La Iglesia debe conservar intacto el tesoro recibido de Dios en depósito: la sana doctrina, la Sagrada Escritura, los sacramentos: “Oh, Timoteo, cuida el depósito, evitando las palabrerías profanas, y las objeciones de la seudociencia” (1 Timoteo VI, 20), y, para eso, debe preservarse de la contaminación de herejía.

El verdadero concepto de Tradición es conservar fielmente el depósito entregado a la Iglesia en un principio. 

Lo que importa no es el tiempo más o menos largo que tiene una creencia o una costumbre, sino que ella sea la misma que se recibió originalmente, “lo que ha sido creído en todas partes, siempre y por todos”, como indica San Vicente de Lerins.

De ahí el empeño de San Pablo porque se conservase lo mismo que se había recibido sin abandonarlo, aunque un ángel del cielo nos dijese algo distinto: “Me maravillo de que tan pronto os apartéis del que os llamó por la gracia de Cristo, y os paséis a otro Evangelio” (Gálatas I, 6). 

¡Otro Evangelio! ¡Otra fe!

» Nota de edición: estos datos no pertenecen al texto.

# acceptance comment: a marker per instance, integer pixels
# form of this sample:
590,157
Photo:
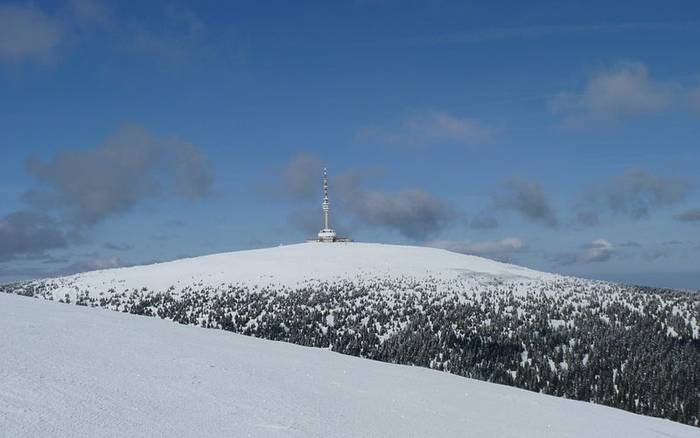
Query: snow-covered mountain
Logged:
623,346
71,371
296,265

Vemos aquí el más acuciante problema de nuestro tiempo, el pasarse a otro Evangelio. Ya lo dijimos otras veces, pero insistimos.

En su segunda venida Nuestro Señor viene a buscar la verdadera fe, y con esa fe, tal como se encuentra en el depósito de la Iglesia, espera ser recibido por el verdadero católico: “Pero el Hijo del hombre, cuando vuelva, ¿encontrará la fe sobre la tierra?” (San Lucas XVIII, 8).

Esta retórica de Jesucristo precisamente especifica aquello que espera encontrar en su Iglesia cuando vuelva: que Ésta haya custodiado y conservado la verdadera fe.

Sin lugar a duda tenemos que estar atentos a sus signos. Tenemos que estudiarlos día y noche, y pedir gracia para poder interpretarlos correctamente.

Pero nada nos asegurará más la debida interpretación como el guardar intacto el depósito de la verdadera fe, que es precisamente lo que Jesucristo quiere encontrar cuando venga a la tierra.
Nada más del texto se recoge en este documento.